Fact or Fiction: Inside Episode 2
Find out what’s fact and what’s fiction in an episode whose historical references range from Bertie to blockades to…bathtubs? Don’t miss a single Episode 2 fact-check, all told to MASTERPIECE by Victoria series writer, creator, and executive producer, Daisy Goodwin!
- 1.
Fact or Fiction: Albert hated gambling.
Fact: Yes, he was very against anything that reminded him of his father. He was very dissolute. So yes, he didn’t like gambling.
- 2.
Fact or Fiction: Bertie was ambivalent about being king some day.
Fact: Yes, that’s all true.

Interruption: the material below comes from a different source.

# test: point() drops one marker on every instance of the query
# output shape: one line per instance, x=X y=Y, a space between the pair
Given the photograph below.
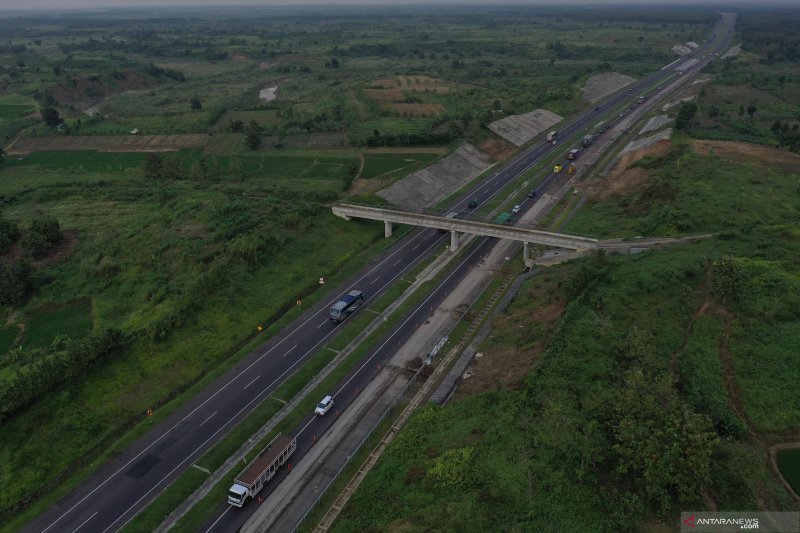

He didn’t realize, and he had to be told, that he was going to be king—because he just assumed because his mother was the queen, and because his older sister was so much better at everything than him—that she would be queen. And so one day they had to take him aside and say actually, Bertie, you’re up next, and I think he was pretty horrified by that.
- 3.
Fact or Fiction: Weapons were planted to try to portray the Chartists as violent.
Fiction: No, that is a bit of embroidery on my part. However, there was definitely a lot of what we would call “spin” at the time, and the idea was to put the Chartists in the worst possible light. So it didn’t happen, but it easily could have done. What I’m trying to do when I’m making stuff up is to make it as close to what could have happened as possible. And there’s no doubt that at the time, everyone was terrified of what the Chartists would do. They thought that the spark that had been lit in France would just come over and ignite on this side of the Channel.
- 4.
Fact or Fiction: Victoria resisted pressures from government to use force to contain the Chartists' demonstration.
Fiction: No, she didn’t. I’m afraid I’ve given her probably more liberal outlooks than she probably had. So no, I can’t say that she did. But I think that she couldn’t quite believe that they would actually hurt her.
- 5.
Fact or Fiction: There was an armed blockade at the bridges to keep the Chartists contained during their march.
Fact: Yes, that did happen. But Victoria wasn’t there; she’d gone already by this point. But she was extremely concerned about leaving London. I think she was very ambivalent about what was going to happen, and she was both terrified and distraught because the idea of losing the love of her people was a terrible blow for her.
- 6.
Fact or Fiction: Albert had the Hercules in Bondage painting hanging in his bathroom.
Fact: Yes, that’s true, that’s all true. It was certainly in his bathroom, in Osborne. I thought it was a hilarious joke on his part, so I had to put it in. I mean, anyone who says that Albert doesn’t have a sense of humor has not seen that painting.